Do you ever feel like books were tailor-made for your interests? Well, when Janet Fox's Faithful arrived a few weeks ago, I kind of got that feeling. I grew up visiting the mansions in Newport, Rhode Island, with my family, taking long walks near The Breakers, imagining what it would be like to live there. Granted, this was when I was ten, and for some reason I imagined I was currently living there, instead of taking a more historically accurate spin on things. I had my dream fancy rich life played out. I was always "Veronica." In more recent years, I traveled out west, to Yellowstone National Park, with my best friend and her mother. We stayed in the Old Faithful Inn, and it was impossible not to imagine that place at another time. It just oozes history. It's hard not to imagine what stories lay tucked into the cracks of the wood there. And so I settled into my favorite reading chair for Janet Fox's debut novel, hoping to get sucked into the atmosphere of these two places with which I already felt a connection.

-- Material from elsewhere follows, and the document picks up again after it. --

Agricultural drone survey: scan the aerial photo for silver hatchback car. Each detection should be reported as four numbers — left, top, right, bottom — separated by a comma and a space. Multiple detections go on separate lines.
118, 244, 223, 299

Imagine living in turn-of-the-century Newport, RI, where it's the norm to be spending time in mansions like The Breakers. Places like that are your friend's houses, where you attend parties -- excuse me, galas. All of this is the norm for Maggie, a young woman whose often emotionally distraught (depressed, suicidal really) mother has gone missing, and is perhaps dead. When Maggie's father suggests they leave town, that there's a lead they're following about her mother being out near Yellowstone. Looking forward to her own coming out gala, Maggie is torn away from all that she has known, and a few train rides later, finds herself in the gorgeous, frightening wilderness of Yellowstone. And it's there that everything falls apart, slowly and surely, and everything is rebuilt. Her father and her uncle have deceived her, but there's more deception to unravel (yes, I'm being vague, but only so as not to be a spoiler!).
Yellowstone proves to be everything that Newport society is not. It's a place where a woman just might be able to stand up for herself, craft a life for herself that is not completely determined by men. Maggie finds a kindred spirit, an idol of sorts, in Mrs. Gale, a photographer who reminds me a bit of the "unsinkable Molly Brown" of Titanic fame. And then there is Tom, who tests Maggie again and again, who expects something of her that she hadn't imagined to expect of herself. The descriptions of Yellowstone resonate with my own experience, as does Maggie's reaction to this marvelous landscape. I was definitely saddened at the small role that bison play in the book (aside: I am a huge fan of bison in the way that children have favorite animals; I'm just playing that whole scenario out, twenty years too late), but recognize that for the sake of being historically accurate, it just had to be that way.
I would easily recommend this one to fans of Kirby Larson's Hattie Big Sky (one of my favorite historical fiction reads in recent years) and anyone interested in the challenges women faced in that era.